Abandon all hope, the finals week is near. Pluck up all the courage you have, man up, and try not to forget everything you’ve learned this semester. For the year’s end turmoil ain’t taking no prisoners!
College means partying, right? Eh, nope. Playing hooky, keeping hands in pockets and putting studies in a cold storage the entire semester brought you what? Nothing but a state of panic so big a head is about to explode inside out. Why, WHY haven’t I studied harder? Would be a valid lesson. If you pass the finals, of course. Gotcha!
It’s not because you sleep too little or too bad. It’s all because you’re in a pre-examination stress. Anxiety and fatigue are always there, holding your hand and whispering in the ear, “Thou shalt not pass!” Fear of what’s coming for you next week frightens every tiny fiber of your soul asylum. But don’t worry, it’ll all pass. Just have to survive it, though.
Many a lofty matter will be pestering your brain. What is the meaning of life? A chicken or an egg? Why am I even studying Arts? Why am I such a goofy loser graduating in English Literature? How to say “I now may take your order, sirs,” in Spanish? Literally anything that could prevent you from hitting those textbooks hard.
When a brain works at ten tenths, your body needs a lot of energy. Consuming calories, mostly unhealthy ones, you let a brain to keep up with the workload. Adding extra pounds to your love handles or tushie after the finals is so common. Watch out for your diet during this time period! P.S. Whom are we kidding?! Add the bacon and make the cheese double, por favor!
Here’s a typical line of thinking of a professor’s scumbag brain. [With an evil laughter and a devilish grind] Students preparing for exams? Lemme assignment them with some essays! AAAAaaaaahhhaaaaahhhaaa! Yes, there’ll be essays to write even though an examination fortnight is around the corner. Too much for you to handle? Use essay writing services from GradeMiners. Delegating assignments feels so GOOD.
But not when it’s an exam essay, though! Some courses will require you to prepare an essay as a final part of the test. Haven’t I already done my share of essays? Oh no, friend, essays are the nightmare chasing you even if it’s been 5 years since you had graduated. Willy-nilly, an exam essay is musty-writy.
At first, living off of caffeine is life. That smell, that gusto, that kick! But before you could say Jack Robinson, the uplifting effect of coffee wears off in direct ratio to how much you get stocked on latte, espresso, Americano, and Red Bull.

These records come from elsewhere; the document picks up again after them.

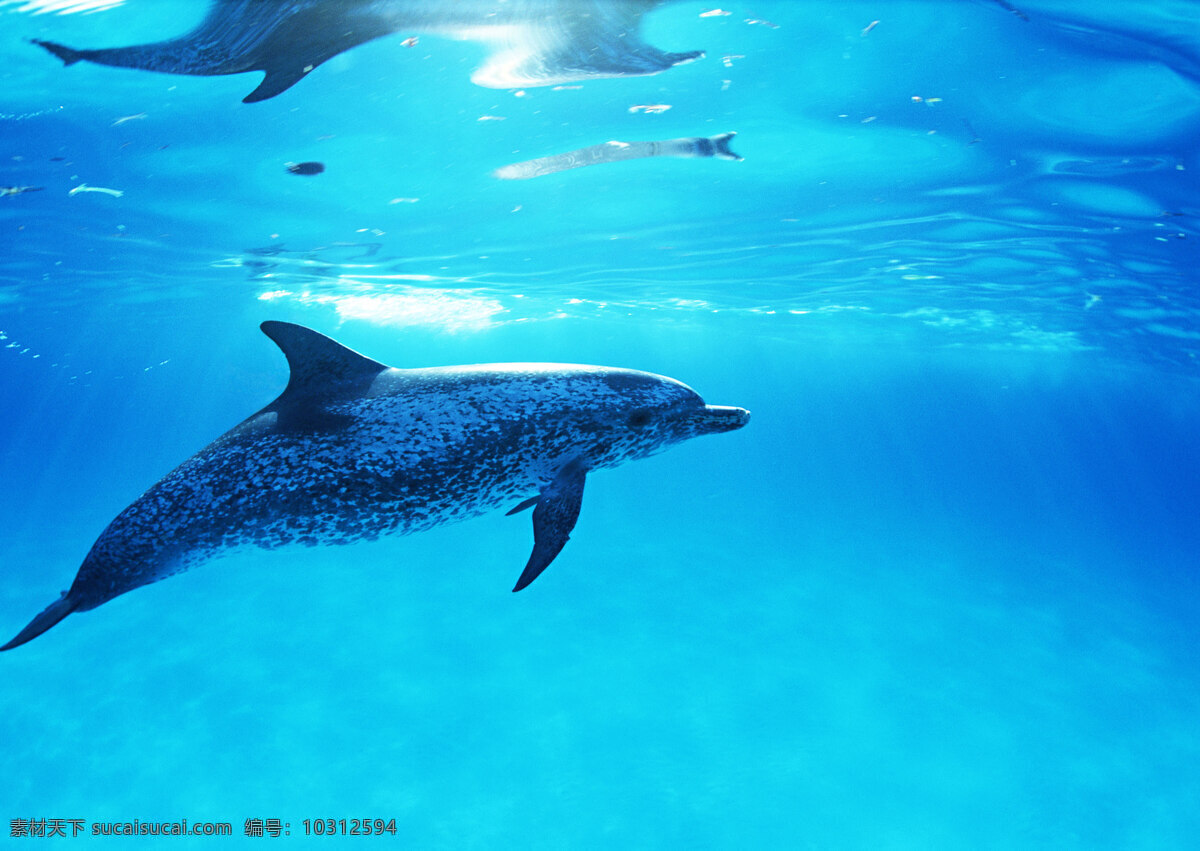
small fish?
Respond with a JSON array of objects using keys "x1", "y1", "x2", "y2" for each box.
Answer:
[
  {"x1": 67, "y1": 184, "x2": 125, "y2": 198},
  {"x1": 287, "y1": 162, "x2": 325, "y2": 176}
]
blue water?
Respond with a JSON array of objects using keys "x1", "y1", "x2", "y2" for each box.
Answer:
[{"x1": 0, "y1": 0, "x2": 1200, "y2": 851}]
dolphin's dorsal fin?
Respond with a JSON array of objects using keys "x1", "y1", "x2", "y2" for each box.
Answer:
[{"x1": 259, "y1": 322, "x2": 388, "y2": 398}]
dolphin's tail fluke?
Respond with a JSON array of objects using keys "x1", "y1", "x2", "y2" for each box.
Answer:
[
  {"x1": 708, "y1": 132, "x2": 742, "y2": 162},
  {"x1": 0, "y1": 592, "x2": 79, "y2": 651},
  {"x1": 30, "y1": 38, "x2": 84, "y2": 65}
]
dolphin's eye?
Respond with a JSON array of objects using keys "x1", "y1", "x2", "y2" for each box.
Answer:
[{"x1": 629, "y1": 408, "x2": 650, "y2": 429}]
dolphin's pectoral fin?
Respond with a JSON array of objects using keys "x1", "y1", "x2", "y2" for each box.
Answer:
[
  {"x1": 504, "y1": 496, "x2": 541, "y2": 517},
  {"x1": 241, "y1": 66, "x2": 312, "y2": 103},
  {"x1": 0, "y1": 592, "x2": 77, "y2": 651},
  {"x1": 509, "y1": 460, "x2": 588, "y2": 591}
]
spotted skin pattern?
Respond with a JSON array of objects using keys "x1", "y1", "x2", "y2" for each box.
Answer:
[{"x1": 0, "y1": 322, "x2": 749, "y2": 649}]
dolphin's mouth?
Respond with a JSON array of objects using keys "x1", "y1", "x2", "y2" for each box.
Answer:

Chunk, chunk, chunk, MUST NEEDS MORE CAFFEINE!!! At the end of the day, it isn’t giving you any energy but insomnia.
You’re stressed, depressed, obsessed. Anxiety gets such a strong hold, your hands shake. Eyes twitch. Can’t sleep, can’t study any longer, can’t remember anything read last night. GOSH! LEAVE ME ALL ALONE! That’s a breakdown over here. And you’d better make sure it doesn’t happen in a college library. Because, you know, KEEP SILENCE.
Tomorrow I will do it. Tomorrow comes. Nah, will do it tomorrow! It’s the finals week already. Will do it… Oh, wait a sec… Ima so screwed! Never put off till tomorrow what can you do today, as what them clever men say. For a student about to enter into the year’s examination period, the saying rings truer than ever.
There’s but one thing x2 worse than all the mentioned above drawn together. It’s when Professor Smartypants puts questions on a test which haven’t been mentioned in the study guide. General knowledge? Extracurricular learning? Taking it outside the official course program? Some men just want to watch the world burn.